- Can you show me a simple example on vectorization on a MATLAB Cody problem?
- Is the vectorized code faster than the code using for loops?
MATLAB Cody is a good starting point for anyone, who wants to learn MATLAB. Multiple solutions can be given for a single task: it is worth to follow their evolution and efficiency.
The currently analyzed task is Cody problem #17:
Given an input vector x, find all elements of x less than 0 or greater than 10 and replace them with NaN.
An example input and output pair:
x = [ 5 17 -20 99 3.4 2 8 -6 ] y = [ 5 NaN NaN NaN 3.4 2 8 NaN ]
The straightforward solution is:
function x = clean_data(x) for i = 1 : length(x) if x(i) < 0 || x(i) > 10 x(i) = NaN; end end end
To measure the run-time of this code, first we generate a random input vector having 10000 elements:
x = floor(rand(1, 10000) * 20 - 5);
tic clean_data(x); toc
The output is:
Elapsed time is 0.09075 seconds.
Now, turn to another approach using vectorization. First, have a look at the following demonstration code:
% an example input for demonstration
x = [-1 5 11 8 20 2]
gt10 = x > 10 % logical indices of elements greater than 10 lt0 = x < 0 % logical indices of elements less than 0
% combining logical indices by using OR operator
indices = gt10 | lt0
% demonstration of selecting values using logical indexing values = x(indices)
% replace values selected by indices by NaN
x(indices) = NaN
The output is:
x = -1 5 11 8 20 2 gt10 = 0 0 1 0 1 0 lt0 = 1 0 0 0 0 0 indices = 1 0 1 0 1 0 values = -1 11 20 x = NaN 5 NaN 8 NaN 2
The most important thing to know, that when we compare a vector with a constant the result is a logical array having same dimensions as the input: it contains 1 (true), where the comparison is true and 0 (false) otherwise.
The steps in this piece of code are the following.
- Variable gt10 contains true, where the actual value is over 10, variable lt0 is for identifying elements lower than 0.

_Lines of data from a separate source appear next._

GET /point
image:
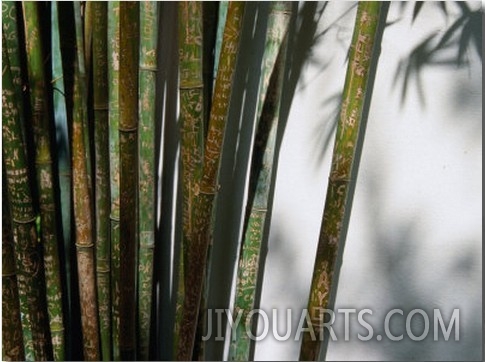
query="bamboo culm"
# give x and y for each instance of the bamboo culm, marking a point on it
(12, 342)
(114, 164)
(82, 196)
(261, 174)
(146, 173)
(63, 158)
(128, 135)
(29, 263)
(192, 134)
(40, 122)
(362, 50)
(205, 193)
(102, 186)
(11, 28)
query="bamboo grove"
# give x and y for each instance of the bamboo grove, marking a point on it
(83, 131)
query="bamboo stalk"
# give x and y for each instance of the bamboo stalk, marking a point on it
(146, 172)
(12, 342)
(205, 193)
(209, 30)
(261, 174)
(88, 30)
(114, 159)
(362, 51)
(221, 24)
(63, 162)
(45, 180)
(102, 186)
(81, 50)
(10, 28)
(210, 10)
(83, 206)
(128, 128)
(33, 304)
(192, 131)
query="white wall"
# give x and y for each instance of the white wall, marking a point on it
(414, 238)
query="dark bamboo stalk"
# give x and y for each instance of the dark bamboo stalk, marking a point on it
(362, 51)
(102, 185)
(192, 131)
(146, 173)
(30, 270)
(261, 174)
(83, 205)
(128, 128)
(12, 38)
(12, 342)
(206, 191)
(45, 182)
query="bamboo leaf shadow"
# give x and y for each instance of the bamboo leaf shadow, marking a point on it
(463, 33)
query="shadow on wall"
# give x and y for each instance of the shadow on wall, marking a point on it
(414, 278)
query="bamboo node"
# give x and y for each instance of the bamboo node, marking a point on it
(191, 86)
(260, 209)
(56, 79)
(149, 68)
(84, 246)
(103, 270)
(26, 221)
(339, 179)
(127, 129)
(11, 274)
(100, 108)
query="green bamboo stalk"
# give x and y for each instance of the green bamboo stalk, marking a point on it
(83, 205)
(82, 52)
(114, 159)
(102, 186)
(10, 28)
(261, 174)
(128, 128)
(63, 161)
(192, 131)
(30, 271)
(12, 342)
(210, 10)
(210, 16)
(221, 23)
(146, 171)
(205, 193)
(88, 30)
(45, 182)
(362, 52)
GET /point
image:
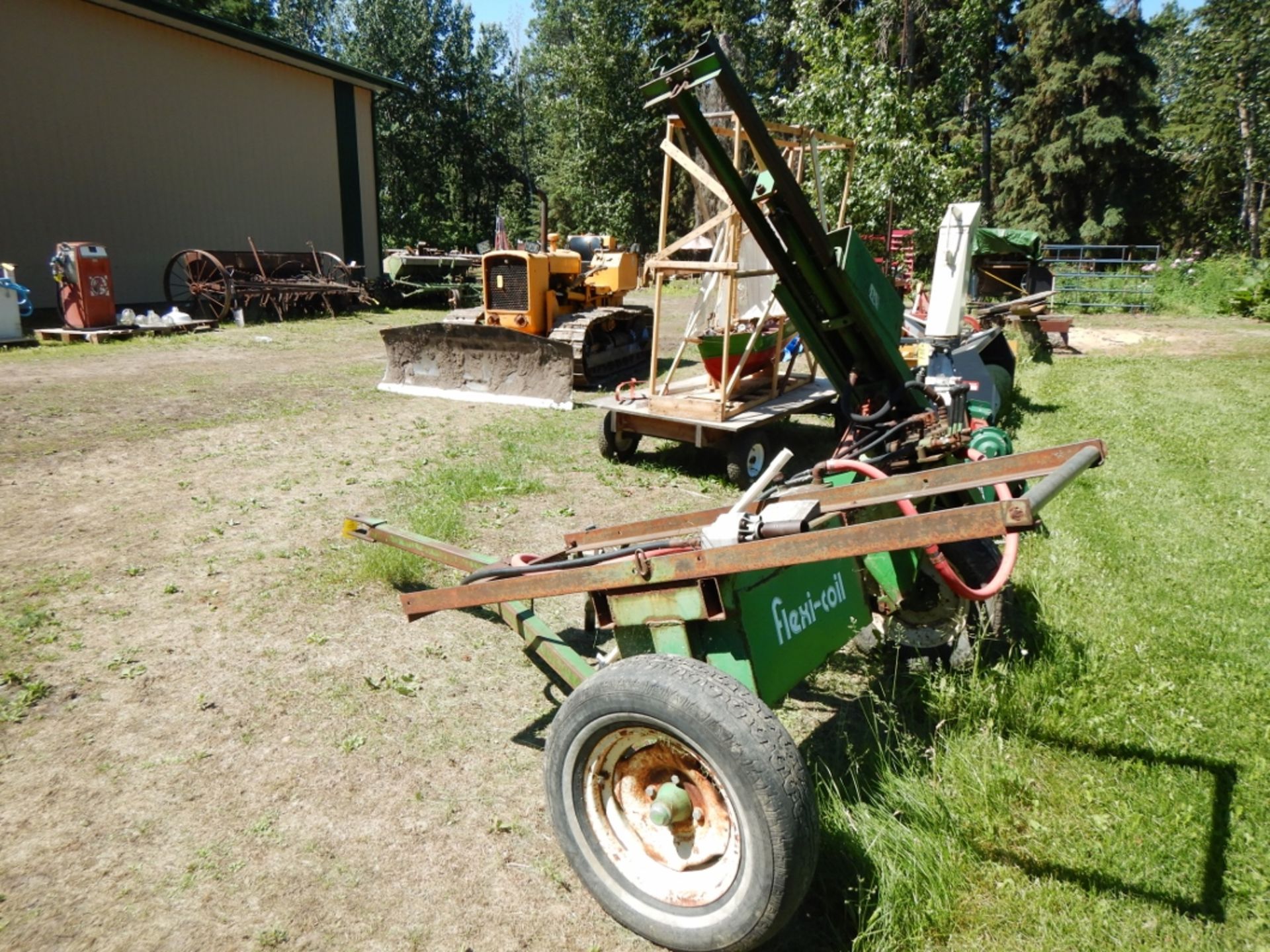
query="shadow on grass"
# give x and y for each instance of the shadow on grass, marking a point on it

- Then indices variable is created by using the or operator: the resulting vector contains true where the value is not in the range of 0 and 10.
- The values variable is a demostration that logical arrays can be used for indexing an array: those elements are selected only, where the logical index is true. By indexing the x array with indices, we can read the appropriate values.
- In the last line logical indexing is used to set the values of that elements to NaN which are not in the range of 0 and 10.
After analyzing the steps above, we can write now the following solution:
function x = clean_data(x) x(x < 0 | x > 10) = NaN; end
The code became simple, in addition the for cycle was eliminated. After measuring the run time, the result is:
Elapsed time is 0.000185013 seconds.
The vectorized code is much more faster. It is worth to analyze this approach and use it in daily work.